The Computational and Systems Biology PhD Program is proud to announce the following thesis defense:
Jonathan Teo
Sarpeshkar Lab
Date: Thursday May 16, 2019, 3PM
Room: 36-428
Title: Synthetic Analog Feedback Control Circuits in Living Cells
Abstract
Models of biochemical reaction networks in cells are important for advancing our understanding of complex biological systems and for designing functional synthetic biological circuits. However, most models are based on a deterministic digital framework that is largely incompatible with nonlinear dynamics, stochastics, high-order feedback, cross talk, loading, and resource consumption in biology. In contrast, analog circuit design is the nearly 100-year-old art of crafting and analyzing nonlinear, stochastic, coupled differential equations to perform a desired task, often to given speed, precision, input sensitivity, power, load, or part-count constraints and in the presence of noise or device mismatch.
In this thesis, we develop a canonical analog circuit that maps a wide class of biological circuits, whether at the DNA, RNA, protein, or small-molecule levels to design schematics that represent their underlying dynamical differential equations exactly. We then apply techniques from analog feedback circuit design to two concrete biological circuits to improve their feedback performance: 1) We show that a novel synthetic microbial operational amplifier (OpAmp) with three amplification stages based on DNA, RNA, and protein stages and a dominant time constant is capable of high open-loop gain, stable, and robust-and-precise closed-loop performance; 2) We show that a synthetic tissue-homeostasis stem-cell circuit with a novel incoherent feed-forward loop attenuates negative phase and thus improves its robustness and precision of response to cell death in Type I diabetes. We also show that our novel use of both asymmetric division and symmetric division of stem cells improves feedback-loop performance w.r.t transients and robustness.

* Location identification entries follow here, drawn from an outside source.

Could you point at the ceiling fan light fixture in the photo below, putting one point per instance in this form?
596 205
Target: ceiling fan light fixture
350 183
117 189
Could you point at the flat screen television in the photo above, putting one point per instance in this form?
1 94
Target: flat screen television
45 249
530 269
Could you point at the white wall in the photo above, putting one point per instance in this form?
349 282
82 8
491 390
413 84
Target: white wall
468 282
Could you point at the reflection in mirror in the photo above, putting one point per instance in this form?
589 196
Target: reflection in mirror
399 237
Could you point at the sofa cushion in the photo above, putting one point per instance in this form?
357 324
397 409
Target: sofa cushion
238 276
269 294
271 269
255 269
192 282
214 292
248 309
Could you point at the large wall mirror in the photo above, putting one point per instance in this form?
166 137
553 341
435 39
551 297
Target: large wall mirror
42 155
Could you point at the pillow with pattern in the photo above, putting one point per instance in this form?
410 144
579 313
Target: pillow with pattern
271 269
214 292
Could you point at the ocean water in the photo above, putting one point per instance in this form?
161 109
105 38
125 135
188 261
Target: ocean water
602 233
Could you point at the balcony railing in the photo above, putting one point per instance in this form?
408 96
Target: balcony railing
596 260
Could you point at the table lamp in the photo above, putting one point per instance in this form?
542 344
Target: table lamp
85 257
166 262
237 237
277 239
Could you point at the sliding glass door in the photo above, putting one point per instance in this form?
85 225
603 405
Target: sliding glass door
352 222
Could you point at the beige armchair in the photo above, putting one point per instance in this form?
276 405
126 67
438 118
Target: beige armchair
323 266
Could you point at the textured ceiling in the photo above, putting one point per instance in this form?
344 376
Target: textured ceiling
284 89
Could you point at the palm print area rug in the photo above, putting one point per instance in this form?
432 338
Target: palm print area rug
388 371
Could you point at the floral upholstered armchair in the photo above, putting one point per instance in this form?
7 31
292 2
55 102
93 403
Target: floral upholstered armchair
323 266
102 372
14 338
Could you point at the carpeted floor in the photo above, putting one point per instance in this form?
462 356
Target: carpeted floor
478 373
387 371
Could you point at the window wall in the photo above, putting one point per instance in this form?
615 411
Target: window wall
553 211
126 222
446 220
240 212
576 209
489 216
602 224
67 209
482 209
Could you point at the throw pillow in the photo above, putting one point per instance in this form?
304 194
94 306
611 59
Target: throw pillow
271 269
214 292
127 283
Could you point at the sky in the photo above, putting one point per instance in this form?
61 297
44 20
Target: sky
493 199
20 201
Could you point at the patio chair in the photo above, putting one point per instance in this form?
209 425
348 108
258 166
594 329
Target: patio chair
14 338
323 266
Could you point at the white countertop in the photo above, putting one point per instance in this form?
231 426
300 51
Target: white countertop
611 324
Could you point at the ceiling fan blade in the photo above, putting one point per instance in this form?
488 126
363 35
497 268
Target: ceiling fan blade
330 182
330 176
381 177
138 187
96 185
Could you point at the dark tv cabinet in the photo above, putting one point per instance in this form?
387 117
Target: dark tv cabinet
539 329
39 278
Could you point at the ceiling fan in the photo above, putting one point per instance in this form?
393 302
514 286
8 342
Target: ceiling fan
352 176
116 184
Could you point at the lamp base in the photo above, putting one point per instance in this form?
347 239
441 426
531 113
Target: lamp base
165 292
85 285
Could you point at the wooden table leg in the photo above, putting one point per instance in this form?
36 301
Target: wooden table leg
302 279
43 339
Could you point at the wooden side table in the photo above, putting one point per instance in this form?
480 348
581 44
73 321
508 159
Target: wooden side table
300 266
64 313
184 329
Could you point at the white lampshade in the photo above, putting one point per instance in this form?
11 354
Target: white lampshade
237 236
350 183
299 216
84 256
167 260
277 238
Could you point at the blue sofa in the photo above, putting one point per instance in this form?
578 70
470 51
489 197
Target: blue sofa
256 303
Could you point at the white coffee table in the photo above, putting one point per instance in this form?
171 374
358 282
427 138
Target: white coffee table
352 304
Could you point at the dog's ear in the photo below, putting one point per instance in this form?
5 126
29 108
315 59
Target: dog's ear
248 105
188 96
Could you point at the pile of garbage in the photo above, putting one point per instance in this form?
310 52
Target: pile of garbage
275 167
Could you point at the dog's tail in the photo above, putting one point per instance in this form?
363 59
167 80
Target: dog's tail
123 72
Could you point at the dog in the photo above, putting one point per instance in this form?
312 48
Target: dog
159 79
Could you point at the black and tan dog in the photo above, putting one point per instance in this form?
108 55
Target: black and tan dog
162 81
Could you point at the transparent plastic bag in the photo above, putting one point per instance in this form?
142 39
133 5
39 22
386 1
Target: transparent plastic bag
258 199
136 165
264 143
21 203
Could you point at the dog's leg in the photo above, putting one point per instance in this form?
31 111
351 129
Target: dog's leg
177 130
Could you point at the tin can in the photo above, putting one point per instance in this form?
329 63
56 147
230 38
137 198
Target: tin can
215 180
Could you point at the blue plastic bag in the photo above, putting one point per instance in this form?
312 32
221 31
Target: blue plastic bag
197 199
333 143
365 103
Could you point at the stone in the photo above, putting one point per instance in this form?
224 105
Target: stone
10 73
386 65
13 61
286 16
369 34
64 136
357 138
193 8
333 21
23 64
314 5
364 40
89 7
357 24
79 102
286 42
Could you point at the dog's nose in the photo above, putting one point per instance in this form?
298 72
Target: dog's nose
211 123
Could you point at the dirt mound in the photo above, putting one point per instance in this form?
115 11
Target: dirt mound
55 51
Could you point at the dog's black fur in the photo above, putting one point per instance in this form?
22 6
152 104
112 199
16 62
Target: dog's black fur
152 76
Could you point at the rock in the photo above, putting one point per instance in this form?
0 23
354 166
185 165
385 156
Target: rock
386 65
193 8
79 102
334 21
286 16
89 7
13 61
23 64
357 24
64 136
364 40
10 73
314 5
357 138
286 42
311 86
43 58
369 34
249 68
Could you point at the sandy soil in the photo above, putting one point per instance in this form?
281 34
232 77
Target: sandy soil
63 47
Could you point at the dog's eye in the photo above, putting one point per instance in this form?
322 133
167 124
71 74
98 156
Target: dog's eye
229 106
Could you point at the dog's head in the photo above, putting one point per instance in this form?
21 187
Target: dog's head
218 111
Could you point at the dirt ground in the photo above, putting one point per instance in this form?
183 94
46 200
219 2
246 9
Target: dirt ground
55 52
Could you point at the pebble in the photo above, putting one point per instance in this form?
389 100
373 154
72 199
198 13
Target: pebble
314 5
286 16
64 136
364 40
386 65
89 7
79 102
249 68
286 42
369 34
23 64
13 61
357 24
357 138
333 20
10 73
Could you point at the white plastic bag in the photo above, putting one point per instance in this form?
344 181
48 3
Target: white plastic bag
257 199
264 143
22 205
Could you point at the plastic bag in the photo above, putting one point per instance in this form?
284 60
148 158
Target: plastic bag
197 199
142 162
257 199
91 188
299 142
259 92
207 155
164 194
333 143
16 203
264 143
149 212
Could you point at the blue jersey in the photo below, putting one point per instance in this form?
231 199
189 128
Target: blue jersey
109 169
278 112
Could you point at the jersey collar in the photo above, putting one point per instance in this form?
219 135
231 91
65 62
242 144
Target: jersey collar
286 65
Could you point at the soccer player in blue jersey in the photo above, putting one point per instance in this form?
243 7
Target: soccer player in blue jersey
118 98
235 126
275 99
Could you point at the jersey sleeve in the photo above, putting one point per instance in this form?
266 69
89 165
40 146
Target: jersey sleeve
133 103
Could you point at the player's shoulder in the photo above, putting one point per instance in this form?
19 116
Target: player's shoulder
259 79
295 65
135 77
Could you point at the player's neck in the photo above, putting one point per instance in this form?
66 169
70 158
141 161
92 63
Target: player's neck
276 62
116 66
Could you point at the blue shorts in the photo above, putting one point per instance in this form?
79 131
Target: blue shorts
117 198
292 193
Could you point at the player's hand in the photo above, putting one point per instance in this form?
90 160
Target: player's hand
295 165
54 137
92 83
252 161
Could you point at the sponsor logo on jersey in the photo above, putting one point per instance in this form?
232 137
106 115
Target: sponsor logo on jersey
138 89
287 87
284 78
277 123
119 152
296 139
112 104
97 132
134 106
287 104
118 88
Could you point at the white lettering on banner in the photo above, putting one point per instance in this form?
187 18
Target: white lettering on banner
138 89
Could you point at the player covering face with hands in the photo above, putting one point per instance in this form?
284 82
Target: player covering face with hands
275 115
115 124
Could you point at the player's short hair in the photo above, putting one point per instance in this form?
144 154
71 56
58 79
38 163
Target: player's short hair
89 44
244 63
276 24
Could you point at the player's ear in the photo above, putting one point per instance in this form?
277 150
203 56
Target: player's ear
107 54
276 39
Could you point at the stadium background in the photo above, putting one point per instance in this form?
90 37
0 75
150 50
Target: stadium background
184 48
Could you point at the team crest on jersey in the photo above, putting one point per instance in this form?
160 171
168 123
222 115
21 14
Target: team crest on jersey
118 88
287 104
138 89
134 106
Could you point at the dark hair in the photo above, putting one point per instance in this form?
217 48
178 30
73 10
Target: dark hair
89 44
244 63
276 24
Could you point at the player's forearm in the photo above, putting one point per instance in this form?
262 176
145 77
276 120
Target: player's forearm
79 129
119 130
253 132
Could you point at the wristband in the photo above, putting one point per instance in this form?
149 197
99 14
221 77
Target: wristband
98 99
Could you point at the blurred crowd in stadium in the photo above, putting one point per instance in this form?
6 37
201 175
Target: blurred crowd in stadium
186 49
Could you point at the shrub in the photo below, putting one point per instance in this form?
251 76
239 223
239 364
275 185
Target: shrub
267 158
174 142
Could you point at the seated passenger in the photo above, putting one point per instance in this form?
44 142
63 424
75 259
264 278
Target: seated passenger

To illustrate scalability of our approach to large-scale and high-speed simulations of the future, we use digitally programmable analog microelectronic chips to run complex simulations in parallel. We develop a mapping that converts our analog schematics to a corresponding configuration on these chips, and demonstrate how to optimize the parameters of the biological OpAmp for high gain and improved performance.
Our work illustrates that synthetic analog feedback control in living cells is amenable to rigorous design, analysis, simulation and implementation with the tools of analog circuit design, and leads to novel and experimentally useful synthetic biological circuits.